When reserve_spot(start_time, end_time) is called, the algorithm would be:
- Convert start_time and end_time into index. For example, 00:00 on January 1st would be index 0. 00:15 would be index 1, and so on.
- Create a bitmap with 1's representing time between start_time and end_time.
- Compare this bitmap to the bitmaps representing occupied time of parking spots. Scan from parking spot 0 (closest to entrance) to N (farthest from the entrance).
This algorithm would find the closest parking spot that is available for the desired time slot.
Because this search is bound by the number of parking slots (100s) and the granularity of reservation (15 minutes), it would be performant enough.
It would probably be possible to use Interval Tree data structure to optimize this algorithm further, if further optimization is required.
Trade offs/Tech choices
Explain any trade offs you have made and why you made certain tech choices...
The biggest decision point was the database. For this service, I chose Relational Database over NoSQL Database. The data size, estimated at increasing ~300MB in 2 years, is well within the capacity of a RDB. RDB provides strong consistency, which is beneficial for a reservation service. Once a reservation is made, the user needs the system to honor it 100%, without the risk of double booking or a reservation mistakingly deleted.
NoSQL database, for example MongoDB, would provide a better horizontal scalability than RDB. But for this service, I decided the benefit of RDB outweighs that of NoSQL DB.
Failure scenarios/bottlenecks
Try to discuss as many failure scenarios/bottlenecks as possible.
One bottleneck scenario is when a large number of people gather in a place near one of the parking lots, e.g., for Olympics Games.
This would put a burden on the reservation work flow (reserve_spot(), pay()). Transaction Server would be fine, as the number of requests to Transaction Server would be limited by the physical limitation of the parking lots (i.e. how many spots they have).

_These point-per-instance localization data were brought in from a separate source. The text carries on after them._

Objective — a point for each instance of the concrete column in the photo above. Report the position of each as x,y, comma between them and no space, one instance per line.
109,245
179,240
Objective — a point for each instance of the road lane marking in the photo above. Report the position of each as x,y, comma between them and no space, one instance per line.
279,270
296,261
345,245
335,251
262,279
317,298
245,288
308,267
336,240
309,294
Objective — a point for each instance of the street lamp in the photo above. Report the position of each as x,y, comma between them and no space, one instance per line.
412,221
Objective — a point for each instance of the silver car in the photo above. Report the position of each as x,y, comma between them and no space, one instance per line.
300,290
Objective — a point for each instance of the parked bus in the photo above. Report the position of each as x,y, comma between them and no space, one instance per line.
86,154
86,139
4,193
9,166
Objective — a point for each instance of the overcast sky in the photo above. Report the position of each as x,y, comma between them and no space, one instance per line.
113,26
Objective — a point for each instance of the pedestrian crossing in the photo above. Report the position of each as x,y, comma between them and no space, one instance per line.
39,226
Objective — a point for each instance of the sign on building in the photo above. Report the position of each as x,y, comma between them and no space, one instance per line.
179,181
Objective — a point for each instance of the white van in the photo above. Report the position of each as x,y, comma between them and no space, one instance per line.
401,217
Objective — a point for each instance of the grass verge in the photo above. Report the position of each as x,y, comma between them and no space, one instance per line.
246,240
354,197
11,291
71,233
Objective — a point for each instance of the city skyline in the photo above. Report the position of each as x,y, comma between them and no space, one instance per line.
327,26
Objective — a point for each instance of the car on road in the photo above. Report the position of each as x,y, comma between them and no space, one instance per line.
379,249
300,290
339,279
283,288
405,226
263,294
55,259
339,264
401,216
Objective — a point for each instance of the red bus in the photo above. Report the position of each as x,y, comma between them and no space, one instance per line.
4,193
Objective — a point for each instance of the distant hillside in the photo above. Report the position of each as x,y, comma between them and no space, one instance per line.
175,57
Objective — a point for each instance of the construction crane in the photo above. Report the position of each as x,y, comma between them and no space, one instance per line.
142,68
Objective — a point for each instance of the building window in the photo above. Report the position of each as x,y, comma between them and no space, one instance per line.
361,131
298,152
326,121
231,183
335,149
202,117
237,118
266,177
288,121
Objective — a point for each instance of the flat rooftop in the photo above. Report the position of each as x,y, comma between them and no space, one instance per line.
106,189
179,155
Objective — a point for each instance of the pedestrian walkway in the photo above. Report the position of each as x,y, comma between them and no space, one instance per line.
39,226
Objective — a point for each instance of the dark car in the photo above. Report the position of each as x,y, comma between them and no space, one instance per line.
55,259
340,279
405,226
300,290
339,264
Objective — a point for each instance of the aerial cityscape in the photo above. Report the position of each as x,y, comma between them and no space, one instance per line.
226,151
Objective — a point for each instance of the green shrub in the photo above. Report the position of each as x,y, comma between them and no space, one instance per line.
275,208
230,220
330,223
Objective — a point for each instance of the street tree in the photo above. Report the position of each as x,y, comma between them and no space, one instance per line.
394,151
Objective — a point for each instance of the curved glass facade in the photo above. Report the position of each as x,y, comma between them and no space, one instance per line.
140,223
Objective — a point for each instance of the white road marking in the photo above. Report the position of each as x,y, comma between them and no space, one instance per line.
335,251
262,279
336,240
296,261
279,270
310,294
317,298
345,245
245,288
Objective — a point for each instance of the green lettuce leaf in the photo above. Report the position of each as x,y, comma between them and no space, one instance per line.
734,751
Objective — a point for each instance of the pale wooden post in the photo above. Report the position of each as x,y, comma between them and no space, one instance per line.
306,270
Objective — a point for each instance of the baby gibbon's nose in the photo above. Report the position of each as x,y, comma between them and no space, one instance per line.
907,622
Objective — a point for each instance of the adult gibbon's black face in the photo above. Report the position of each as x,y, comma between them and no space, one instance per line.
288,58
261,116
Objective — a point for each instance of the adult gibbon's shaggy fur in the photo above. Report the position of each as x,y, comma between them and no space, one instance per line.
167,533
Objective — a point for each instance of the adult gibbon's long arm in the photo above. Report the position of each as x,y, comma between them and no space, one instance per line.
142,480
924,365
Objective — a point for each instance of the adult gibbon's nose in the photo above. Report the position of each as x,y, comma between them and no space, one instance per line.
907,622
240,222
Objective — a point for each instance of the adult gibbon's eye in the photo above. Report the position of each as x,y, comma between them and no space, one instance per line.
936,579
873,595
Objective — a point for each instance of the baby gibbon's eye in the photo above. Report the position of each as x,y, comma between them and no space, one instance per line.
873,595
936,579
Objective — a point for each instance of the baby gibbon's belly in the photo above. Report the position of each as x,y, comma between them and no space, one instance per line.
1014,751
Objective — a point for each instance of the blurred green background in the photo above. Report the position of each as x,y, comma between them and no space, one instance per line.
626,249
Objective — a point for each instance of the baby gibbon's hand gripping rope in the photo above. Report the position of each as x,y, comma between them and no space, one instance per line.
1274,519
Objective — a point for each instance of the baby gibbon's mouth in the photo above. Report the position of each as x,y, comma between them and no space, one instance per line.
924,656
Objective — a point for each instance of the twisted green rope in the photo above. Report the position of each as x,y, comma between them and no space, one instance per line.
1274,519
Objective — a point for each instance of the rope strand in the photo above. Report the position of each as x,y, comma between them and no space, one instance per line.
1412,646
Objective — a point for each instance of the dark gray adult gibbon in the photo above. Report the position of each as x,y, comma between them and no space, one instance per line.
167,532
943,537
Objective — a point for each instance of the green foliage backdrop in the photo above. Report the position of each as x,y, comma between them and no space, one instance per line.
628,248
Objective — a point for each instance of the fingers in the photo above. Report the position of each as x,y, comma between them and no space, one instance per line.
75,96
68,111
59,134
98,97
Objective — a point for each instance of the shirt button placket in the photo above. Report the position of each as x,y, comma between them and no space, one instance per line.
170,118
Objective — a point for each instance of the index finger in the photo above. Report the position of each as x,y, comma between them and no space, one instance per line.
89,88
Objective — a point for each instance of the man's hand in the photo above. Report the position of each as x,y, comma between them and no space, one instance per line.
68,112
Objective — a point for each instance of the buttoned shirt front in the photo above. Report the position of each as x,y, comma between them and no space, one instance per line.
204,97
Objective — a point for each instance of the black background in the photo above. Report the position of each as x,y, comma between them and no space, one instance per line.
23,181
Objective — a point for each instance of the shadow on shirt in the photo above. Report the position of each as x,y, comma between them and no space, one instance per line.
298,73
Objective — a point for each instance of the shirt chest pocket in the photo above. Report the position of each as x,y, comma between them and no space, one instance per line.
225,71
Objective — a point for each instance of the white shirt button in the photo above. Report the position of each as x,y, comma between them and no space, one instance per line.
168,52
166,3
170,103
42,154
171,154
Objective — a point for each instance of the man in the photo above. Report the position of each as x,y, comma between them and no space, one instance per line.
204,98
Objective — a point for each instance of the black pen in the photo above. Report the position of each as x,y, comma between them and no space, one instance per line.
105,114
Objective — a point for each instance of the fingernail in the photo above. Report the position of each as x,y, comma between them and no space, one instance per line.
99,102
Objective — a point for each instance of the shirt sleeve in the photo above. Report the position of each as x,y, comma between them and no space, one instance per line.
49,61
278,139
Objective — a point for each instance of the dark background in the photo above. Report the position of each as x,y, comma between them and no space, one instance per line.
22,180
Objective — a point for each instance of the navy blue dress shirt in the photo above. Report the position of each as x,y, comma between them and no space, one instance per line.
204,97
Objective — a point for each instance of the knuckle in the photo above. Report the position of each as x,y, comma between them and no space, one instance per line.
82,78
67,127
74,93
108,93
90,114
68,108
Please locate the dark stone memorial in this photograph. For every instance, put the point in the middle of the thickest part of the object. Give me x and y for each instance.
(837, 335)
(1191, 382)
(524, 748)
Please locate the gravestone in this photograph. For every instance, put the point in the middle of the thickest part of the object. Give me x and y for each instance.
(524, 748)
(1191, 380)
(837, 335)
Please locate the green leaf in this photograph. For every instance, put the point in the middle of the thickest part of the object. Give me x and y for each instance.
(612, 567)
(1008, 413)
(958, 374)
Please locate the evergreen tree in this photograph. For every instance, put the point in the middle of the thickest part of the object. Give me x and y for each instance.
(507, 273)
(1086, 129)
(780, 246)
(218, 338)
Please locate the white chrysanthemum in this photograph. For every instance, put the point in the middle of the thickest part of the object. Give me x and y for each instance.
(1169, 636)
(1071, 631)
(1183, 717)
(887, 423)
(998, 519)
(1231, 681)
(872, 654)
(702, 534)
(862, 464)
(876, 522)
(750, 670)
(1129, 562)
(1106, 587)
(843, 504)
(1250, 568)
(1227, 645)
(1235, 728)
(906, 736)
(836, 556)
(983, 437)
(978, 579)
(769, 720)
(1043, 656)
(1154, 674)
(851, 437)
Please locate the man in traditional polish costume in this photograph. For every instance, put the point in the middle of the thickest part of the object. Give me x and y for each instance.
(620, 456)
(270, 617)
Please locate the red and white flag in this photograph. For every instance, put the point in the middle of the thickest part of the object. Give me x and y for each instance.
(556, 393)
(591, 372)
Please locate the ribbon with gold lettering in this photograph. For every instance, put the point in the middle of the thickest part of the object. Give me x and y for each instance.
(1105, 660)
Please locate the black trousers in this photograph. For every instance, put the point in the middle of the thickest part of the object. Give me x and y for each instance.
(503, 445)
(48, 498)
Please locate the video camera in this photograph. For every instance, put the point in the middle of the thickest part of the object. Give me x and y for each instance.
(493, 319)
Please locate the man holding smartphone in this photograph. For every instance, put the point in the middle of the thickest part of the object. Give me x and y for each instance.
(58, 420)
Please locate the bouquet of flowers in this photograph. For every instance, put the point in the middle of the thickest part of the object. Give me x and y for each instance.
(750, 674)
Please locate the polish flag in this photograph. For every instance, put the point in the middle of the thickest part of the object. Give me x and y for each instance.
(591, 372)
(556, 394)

To prepare for such an event, all the software components must be replicated horizontally to have enough capacity. Rate Limits have to be configured to smooth out extreme level of traffic.
The database tables must be replicated in multiple ways (e.g. a copy within data center, a copy in another data center, a copy in a different region) for fault tolerance and disaster recovery.
Monitoring system must be put in place to monitor the health of all the servers and components.
Future improvements
What are some future improvements you would make? How would you mitigate the failure scenario(s) you described above?
I think this builds a foundation for more feature development in the future, e.g., additional services, more vehicle and parking types (very large vehicles, buses and trucks, motorcycles and bicycles, charging stations).
Optimizations and availability improvement based on geographic locations would be a good area to invest further. For example, using Global Load Balancer so that clients get routed to the closest data center. Replicating databases between different geographic locations as a back up mechanism in case of a regional disaster.